Perhaps such an impertinent request rings with insolence. I mean you neither rudeness nor disrespect. I ask you this directly because as a Catholic, in this critical area of life and death issues, I hold and promote contrary views to your own as to what is right and just for the common good of our nation. ..

...President Obama, your presence at Notre Dame, a premier Catholic institution, is regarded by many good Catholics as scandalous because of your support of abortion rights, regarded by us as an intrinsic evil. In awarding you this degree, they experience Notre Dame as undermining essential, intrinsic Catholic dogma which upholds the dignity of human life. They believe that in honoring you or in giving you a platform to speak, the University of Notre Dame is selling her soul for who knows what: perhaps, at best, for the prestige and glory of having the President of the United States on campus during his first year in office or perhaps at worst, giving an endorsement to your "anti-life policies."

I do not believe this outrage is simply a demonstration of partisan politics. I sincerely want to rejoice in your presence at Notre Dame as President of the United States. But really, can I? In all sincerity, President Obama, how are we Catholics to deal with you, or any other government leader, who upholds what we believe to be the intrinsic evil of abortion and who is willing to sign the FOCA legislation? How are we to confront Catholic leaders in your own Administration by whom we feel so abandoned? Are we to use tactics of shunning you and dismissing you as we feel shunned and dismissed? This is a far from frivolous question. Shunning seems to be the growing trend among many Catholic leaders and institutions today. It seems to be the only recourse left open. It is, of course, a tactic many politicians have used on occasion, including yourself...

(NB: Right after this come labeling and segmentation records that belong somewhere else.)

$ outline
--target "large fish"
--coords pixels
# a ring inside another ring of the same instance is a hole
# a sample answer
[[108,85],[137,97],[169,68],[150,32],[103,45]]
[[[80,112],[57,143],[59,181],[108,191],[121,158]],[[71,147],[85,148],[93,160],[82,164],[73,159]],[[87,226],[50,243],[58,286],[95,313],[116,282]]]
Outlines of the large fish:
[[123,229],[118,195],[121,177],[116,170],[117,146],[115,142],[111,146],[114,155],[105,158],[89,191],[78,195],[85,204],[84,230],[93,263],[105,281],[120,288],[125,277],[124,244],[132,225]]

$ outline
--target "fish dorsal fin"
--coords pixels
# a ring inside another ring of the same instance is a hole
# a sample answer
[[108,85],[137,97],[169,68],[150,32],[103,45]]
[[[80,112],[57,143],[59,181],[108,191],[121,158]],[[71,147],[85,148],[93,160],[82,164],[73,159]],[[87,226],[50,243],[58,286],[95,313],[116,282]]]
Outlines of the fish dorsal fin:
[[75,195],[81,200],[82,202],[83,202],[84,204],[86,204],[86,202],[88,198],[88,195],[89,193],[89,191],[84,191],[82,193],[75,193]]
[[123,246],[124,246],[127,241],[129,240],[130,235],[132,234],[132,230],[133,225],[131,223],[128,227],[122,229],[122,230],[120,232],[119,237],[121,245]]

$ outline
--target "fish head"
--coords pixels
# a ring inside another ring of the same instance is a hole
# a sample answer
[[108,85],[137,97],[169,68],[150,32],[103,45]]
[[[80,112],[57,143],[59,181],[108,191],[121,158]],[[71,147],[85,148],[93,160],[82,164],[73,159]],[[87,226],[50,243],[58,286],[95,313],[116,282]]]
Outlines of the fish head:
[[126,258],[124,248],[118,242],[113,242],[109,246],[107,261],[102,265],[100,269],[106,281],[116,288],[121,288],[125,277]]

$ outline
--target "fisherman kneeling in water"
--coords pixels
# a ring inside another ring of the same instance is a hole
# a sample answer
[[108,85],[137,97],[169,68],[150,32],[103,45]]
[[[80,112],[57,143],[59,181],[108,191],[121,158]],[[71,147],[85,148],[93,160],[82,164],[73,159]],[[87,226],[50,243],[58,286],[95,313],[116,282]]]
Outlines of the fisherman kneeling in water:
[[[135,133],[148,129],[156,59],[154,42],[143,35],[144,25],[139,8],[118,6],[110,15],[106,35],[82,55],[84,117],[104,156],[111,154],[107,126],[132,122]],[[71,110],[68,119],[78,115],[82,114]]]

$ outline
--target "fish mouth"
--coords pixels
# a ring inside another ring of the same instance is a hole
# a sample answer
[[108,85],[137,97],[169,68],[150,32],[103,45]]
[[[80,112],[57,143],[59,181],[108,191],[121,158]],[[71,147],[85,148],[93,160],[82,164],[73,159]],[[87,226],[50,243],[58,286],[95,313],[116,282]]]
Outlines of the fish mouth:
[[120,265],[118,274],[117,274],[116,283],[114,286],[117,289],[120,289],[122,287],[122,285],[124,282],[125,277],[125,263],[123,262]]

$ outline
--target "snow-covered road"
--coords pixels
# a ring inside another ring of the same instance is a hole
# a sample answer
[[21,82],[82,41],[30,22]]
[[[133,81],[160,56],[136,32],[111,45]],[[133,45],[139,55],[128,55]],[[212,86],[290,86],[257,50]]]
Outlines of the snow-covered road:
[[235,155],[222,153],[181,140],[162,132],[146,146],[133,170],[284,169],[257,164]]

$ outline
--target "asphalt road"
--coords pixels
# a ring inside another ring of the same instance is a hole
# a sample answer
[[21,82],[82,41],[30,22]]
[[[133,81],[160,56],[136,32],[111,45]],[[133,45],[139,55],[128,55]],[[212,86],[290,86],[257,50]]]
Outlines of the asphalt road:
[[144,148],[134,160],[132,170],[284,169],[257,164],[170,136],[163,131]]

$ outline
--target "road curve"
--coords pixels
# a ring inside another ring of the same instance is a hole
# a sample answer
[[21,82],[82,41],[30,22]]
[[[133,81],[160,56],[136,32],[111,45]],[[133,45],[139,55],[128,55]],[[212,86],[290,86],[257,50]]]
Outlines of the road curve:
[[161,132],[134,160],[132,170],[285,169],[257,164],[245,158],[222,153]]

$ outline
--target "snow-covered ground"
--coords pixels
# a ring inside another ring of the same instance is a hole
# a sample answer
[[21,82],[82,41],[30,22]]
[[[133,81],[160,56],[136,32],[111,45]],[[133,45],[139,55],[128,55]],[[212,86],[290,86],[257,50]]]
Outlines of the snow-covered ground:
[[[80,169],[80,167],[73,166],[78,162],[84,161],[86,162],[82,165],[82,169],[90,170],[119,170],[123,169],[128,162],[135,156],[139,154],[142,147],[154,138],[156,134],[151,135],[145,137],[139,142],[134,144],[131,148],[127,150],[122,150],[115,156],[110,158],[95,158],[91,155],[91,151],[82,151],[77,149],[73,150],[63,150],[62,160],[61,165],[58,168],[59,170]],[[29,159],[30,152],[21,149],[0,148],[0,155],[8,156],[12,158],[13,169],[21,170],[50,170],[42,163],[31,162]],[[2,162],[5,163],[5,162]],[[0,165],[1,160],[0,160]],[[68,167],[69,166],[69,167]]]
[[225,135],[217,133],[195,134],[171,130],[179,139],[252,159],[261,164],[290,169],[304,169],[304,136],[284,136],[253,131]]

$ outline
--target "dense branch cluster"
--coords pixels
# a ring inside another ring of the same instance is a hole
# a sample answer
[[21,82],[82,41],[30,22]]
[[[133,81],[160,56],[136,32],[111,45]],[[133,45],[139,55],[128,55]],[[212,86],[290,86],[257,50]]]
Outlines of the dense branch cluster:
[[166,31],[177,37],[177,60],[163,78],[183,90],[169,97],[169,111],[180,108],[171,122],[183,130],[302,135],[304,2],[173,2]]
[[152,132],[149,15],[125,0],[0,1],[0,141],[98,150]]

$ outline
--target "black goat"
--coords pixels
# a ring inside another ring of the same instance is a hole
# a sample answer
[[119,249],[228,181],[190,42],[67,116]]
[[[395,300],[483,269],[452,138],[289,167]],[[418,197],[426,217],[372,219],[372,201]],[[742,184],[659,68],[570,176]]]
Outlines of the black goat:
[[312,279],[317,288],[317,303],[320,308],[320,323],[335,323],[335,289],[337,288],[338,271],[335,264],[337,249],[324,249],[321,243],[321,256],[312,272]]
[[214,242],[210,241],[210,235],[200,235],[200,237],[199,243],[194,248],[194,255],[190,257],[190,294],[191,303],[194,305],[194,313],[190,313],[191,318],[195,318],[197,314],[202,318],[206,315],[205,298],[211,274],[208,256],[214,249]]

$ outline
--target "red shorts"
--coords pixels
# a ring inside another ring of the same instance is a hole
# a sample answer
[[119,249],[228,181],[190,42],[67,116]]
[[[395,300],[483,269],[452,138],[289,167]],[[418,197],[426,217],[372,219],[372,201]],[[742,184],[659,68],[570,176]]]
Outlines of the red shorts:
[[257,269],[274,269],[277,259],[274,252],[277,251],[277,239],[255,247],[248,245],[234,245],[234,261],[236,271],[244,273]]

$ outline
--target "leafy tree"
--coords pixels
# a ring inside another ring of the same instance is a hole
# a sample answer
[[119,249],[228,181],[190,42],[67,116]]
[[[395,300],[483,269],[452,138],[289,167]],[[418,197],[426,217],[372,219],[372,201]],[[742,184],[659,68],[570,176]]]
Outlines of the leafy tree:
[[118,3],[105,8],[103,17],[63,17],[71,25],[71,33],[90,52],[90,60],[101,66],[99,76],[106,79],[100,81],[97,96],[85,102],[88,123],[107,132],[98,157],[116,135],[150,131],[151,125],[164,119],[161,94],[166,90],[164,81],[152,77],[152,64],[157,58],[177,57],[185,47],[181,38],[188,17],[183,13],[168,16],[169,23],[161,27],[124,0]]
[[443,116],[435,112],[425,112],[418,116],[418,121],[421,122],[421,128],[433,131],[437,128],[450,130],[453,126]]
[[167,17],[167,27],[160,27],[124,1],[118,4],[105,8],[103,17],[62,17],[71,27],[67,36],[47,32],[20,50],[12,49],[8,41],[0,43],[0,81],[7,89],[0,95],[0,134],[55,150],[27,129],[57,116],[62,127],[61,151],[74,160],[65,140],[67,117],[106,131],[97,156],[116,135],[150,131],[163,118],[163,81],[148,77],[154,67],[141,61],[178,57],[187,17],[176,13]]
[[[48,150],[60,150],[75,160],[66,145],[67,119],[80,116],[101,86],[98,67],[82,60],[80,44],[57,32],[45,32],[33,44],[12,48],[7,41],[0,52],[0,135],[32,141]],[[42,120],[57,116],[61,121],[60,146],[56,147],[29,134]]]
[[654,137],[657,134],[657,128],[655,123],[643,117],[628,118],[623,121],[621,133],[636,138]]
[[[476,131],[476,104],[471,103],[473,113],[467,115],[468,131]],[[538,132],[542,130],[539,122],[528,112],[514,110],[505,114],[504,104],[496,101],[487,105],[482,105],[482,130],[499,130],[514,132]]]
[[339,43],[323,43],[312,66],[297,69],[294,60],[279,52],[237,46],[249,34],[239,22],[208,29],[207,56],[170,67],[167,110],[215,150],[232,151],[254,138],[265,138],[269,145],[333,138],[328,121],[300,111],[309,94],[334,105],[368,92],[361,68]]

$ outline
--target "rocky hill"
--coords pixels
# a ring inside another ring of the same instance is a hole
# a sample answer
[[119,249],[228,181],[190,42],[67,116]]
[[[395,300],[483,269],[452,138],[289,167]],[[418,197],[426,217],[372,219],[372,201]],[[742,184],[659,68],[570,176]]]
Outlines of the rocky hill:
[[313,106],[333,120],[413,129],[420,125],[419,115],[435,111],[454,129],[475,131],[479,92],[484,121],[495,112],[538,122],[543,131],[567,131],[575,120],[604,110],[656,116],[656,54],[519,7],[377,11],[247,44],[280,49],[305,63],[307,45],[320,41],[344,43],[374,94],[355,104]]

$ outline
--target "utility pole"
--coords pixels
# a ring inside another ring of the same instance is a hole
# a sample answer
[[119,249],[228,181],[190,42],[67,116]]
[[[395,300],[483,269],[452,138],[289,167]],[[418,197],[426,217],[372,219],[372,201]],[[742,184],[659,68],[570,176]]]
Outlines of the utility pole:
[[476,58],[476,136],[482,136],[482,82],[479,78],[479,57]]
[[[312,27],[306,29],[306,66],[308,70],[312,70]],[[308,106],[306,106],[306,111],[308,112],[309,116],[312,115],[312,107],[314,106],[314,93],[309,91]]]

...Faithful Catholics believe that the fetus, the embryo, growing in the womb is a distinct human being. We believe that the new child's mother is the guardian of her baby's life within her womb. She is offering this new creation precious hospitality, just as a Christian might give a journeying pilgrim the respite of hospitality within one's own home.

This much we know, Mr. President, in our culture, dictated by the law of the land, a newly conceived embryo is not offered the dignity and rights of an independent, innocent human being. "There is no God who condones taking the life an innocent human being." As Catholics, this much we know, abortion is taking the life of an innocent human being. Nothing will ever change that.

President Obama, would you really sign into law a bill like FOCA which would force faith-based hospitals and healthcare facilities to perform abortions? Would you deny doctors and health care professionals their most precious human freedom in choosing life?

The issue of choice in American law looms large before us: in your logic it will be lawful to choose abortion but it will be a crime to choose life. In Catholic logic one cannot choose to murder in any circumstance, even in punishment for crime. One can choose life but not death. I am not so naïve as to believe that passing such ill-advised, contemptible legislation such as FOCA will "end the culture wars" as you have stated. On the contrary it will be considered by many of us as a persecution of the Catholic Church...

...Mr. President, may I be so audacious as to suggest that you have made a mistake in your position supporting abortion rights as the law of the land. May I suggest, with all humility for I am far from perfect, that you give your conscience a fresh opportunity to be formed anew in a holy awe and reverence before human life in every form at every stage - from conception to natural death. For we are all the Children of God.